We had just moved—moved in the middle of an ice storm, with frozen branches clattering to the ground around us like bones—and our new house was old and drafty. I lay on the couch under a blanket and pined a bit for our old, cozy, too-small house that was always warm. Moving is hard, and the exhaustion was normal. But what about the sadness? We'd strung up the twinkling lights straightaway, lit the candle chimes and the menorah in the echoing emptiness of new rooms. We were just across town from where we'd been a week earlier, and nothing was wrong, not really. Everything was great, in fact. Except that Birdy had one of her endless winter bouts of bronchitis, and we sat up with her in the night, pulled her into the dark of the strange bathroom to steam her in the strange shower, while she coughed and coughed. We were tired. Come morning, we pawed through boxes to look for the teaspoons, to look for the peanut butter. Come afternoon, we forgot to pick up our son from school, and when I finally rushed from the bitter cold to find him in the office, he said, near tears, "Where were you?" I don't know. Probably in the mouse-smell basement studying the baffling new fuse box.

At night I lay in my husband's arms and cried. It was the anniversary of a miscarriage we'd had the year before, and I cried for the baby we hadn't planned and had barely known about. I cried for that microscopic loss and the bigger one: Here in this new house, we would not likely become new parents again. "Birdy was born in the old house," I said, picturing our daughter with her red newborn scalp, her fig-sized fists. "Well, not actually in the house," I admitted. "But, you know, it's the house she came home to." Moving felt less like moving on up and more like moving away—away from the wooden windowsills pitted with evidence of teething, from the measuring wall with the comically low pencil marks, from babies in the house, babies on the way, babies in our future. Now I was weepy and flat-bellied in my lovely new house with my beautiful growing children. I am so glad and grateful, I am; but sometimes the orchestra plays something in swelling chords of luck and joy, and all I can hear is that one violin sawing out a thin melody of grief.

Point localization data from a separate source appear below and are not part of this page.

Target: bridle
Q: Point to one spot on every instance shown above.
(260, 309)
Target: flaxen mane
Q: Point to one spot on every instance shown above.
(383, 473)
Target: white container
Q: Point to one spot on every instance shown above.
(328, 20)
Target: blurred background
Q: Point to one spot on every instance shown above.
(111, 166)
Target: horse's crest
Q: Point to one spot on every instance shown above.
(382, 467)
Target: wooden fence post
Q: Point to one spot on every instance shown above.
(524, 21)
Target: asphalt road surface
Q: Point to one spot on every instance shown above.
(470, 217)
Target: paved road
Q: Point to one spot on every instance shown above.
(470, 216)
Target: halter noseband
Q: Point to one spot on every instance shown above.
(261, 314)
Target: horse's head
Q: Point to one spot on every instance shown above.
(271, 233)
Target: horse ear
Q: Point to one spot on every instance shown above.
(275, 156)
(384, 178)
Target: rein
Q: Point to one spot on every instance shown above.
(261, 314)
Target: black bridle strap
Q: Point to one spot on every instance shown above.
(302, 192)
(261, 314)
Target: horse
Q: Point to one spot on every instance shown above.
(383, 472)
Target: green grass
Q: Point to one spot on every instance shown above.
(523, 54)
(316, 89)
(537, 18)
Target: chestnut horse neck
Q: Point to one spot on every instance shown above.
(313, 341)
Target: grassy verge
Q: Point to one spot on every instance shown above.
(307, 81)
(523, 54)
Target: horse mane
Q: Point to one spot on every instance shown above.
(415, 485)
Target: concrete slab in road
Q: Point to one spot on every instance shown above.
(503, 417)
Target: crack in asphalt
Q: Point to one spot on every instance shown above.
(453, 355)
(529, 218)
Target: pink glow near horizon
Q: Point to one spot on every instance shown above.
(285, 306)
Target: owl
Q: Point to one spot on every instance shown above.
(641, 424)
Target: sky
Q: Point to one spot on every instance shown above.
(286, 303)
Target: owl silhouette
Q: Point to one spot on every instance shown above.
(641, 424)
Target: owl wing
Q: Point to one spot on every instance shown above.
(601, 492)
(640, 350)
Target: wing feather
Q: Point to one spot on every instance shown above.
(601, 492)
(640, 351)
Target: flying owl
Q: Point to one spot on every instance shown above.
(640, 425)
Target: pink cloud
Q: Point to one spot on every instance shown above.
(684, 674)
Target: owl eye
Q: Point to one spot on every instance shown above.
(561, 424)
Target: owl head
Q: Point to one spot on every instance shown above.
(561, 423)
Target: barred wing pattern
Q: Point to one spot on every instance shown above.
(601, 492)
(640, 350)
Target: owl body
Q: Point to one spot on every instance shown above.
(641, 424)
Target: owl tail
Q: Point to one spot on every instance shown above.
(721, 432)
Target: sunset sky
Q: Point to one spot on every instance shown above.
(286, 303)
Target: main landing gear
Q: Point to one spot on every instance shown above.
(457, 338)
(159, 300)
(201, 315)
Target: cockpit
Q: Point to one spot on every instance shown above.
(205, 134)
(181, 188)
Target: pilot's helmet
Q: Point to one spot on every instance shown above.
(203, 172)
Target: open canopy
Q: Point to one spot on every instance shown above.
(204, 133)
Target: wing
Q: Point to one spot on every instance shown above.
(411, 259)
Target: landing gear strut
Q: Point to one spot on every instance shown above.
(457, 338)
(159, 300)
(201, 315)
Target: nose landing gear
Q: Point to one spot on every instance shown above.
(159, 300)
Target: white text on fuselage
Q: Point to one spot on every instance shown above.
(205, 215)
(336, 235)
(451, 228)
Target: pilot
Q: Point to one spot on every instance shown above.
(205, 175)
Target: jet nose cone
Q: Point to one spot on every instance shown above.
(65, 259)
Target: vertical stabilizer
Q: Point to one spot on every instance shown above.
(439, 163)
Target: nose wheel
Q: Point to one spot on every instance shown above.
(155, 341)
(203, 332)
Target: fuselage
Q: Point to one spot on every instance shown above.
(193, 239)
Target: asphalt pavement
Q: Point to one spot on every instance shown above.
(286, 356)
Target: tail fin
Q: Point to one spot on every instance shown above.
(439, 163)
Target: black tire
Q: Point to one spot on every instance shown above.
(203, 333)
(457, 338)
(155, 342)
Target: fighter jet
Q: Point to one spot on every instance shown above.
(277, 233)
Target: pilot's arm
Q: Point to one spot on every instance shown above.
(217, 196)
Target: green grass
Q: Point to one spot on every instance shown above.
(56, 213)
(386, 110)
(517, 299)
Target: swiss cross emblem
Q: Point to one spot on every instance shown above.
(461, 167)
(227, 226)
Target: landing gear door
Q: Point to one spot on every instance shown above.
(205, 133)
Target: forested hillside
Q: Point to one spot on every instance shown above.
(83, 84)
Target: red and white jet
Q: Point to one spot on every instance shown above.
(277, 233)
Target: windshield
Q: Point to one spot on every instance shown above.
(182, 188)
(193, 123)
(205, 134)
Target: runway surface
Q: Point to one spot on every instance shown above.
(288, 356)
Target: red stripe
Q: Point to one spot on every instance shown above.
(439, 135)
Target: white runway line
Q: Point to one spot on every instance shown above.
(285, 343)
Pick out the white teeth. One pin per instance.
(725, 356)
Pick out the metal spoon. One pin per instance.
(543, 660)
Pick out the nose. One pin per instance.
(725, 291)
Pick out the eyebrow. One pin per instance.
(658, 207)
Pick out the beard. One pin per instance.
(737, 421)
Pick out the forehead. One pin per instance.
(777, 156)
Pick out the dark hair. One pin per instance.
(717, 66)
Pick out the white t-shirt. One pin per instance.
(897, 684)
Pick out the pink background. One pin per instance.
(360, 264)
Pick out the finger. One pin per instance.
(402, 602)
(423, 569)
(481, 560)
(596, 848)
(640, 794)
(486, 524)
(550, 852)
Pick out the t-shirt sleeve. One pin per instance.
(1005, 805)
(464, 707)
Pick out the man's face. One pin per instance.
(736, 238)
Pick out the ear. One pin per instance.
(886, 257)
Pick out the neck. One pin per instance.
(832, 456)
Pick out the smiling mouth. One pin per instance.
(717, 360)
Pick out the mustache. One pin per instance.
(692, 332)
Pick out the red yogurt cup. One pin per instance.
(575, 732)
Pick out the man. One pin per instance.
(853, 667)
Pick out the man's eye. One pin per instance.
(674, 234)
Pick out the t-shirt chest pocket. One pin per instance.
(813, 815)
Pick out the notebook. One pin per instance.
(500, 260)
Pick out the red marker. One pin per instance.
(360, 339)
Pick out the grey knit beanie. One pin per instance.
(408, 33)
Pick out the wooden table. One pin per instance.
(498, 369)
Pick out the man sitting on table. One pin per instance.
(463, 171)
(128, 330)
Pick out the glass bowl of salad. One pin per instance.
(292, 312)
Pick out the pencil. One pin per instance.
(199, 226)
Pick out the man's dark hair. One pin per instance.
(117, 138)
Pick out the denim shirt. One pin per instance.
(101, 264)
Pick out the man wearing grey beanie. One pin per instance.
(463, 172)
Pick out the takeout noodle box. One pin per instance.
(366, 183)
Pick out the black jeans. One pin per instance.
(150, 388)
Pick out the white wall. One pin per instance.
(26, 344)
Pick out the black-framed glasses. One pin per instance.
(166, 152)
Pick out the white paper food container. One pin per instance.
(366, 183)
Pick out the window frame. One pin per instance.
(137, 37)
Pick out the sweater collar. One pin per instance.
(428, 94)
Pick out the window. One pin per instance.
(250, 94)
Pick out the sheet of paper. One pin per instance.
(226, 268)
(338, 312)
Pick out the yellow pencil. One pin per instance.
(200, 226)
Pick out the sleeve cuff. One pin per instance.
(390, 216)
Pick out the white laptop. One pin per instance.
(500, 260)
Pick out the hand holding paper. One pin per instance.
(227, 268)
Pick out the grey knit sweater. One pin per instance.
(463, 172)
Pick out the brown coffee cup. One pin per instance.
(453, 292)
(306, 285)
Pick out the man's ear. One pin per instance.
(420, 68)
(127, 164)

But then there was Birdy, kneeling to unwrap each piece of the crèche like the treasure that it was, lining everyone up on the coffee table with a million questions. As may be typical of agnostic half-Jews, I don't really know the whole story. "Those are the Magi," I say confidently. "The three wise men who brought gifts for the baby." "Then why are there five of them?" Birdy wants to know, and I shake my head, squint at the figures. "This one might be Joseph," I say. "The baby's stepfather. And maybe that's the shepherd whose stable they're sharing? I'm not actually sure." "What presents did they bring?" Birdy asks now, and, when I answer with the mysterious "Frankincense and myrrh," she says, like the Nativity accountant she has become, "Mama, that's only two presents." Before I can respond, Birdy has already moved on. "Why are there farm animals and zoo animals?" she wants to know. "And who's the baby's real dad?"

Jesus wakes briefly, and the ox, remarkably maternal in his bovine way, gets up to cuddle him while snow drifts past our new windows, blankets our new garden beds where, surely, beneath the ice, spring bulbs are dreaming of green. But now it's back to bed for everyone: wall-to-wall kings and shepherds, cows and camels, and an exhausted mother whose happy-sad eyes never close. Birdy hums a little lullaby, kisses the tops of porcelain heads, man and beast each in turn, and peace washes over all of us. However much you might envy Mary her newborn, and whatever you believe or don't believe about Jesus Christ, there is just no getting around the beauty of this little girl tucking everyone in safely over and over again. It's all a kind of Christmas dollhouse to her, sure—but to me it's the timeless and universal idea of shelter. And so, finally, I am home.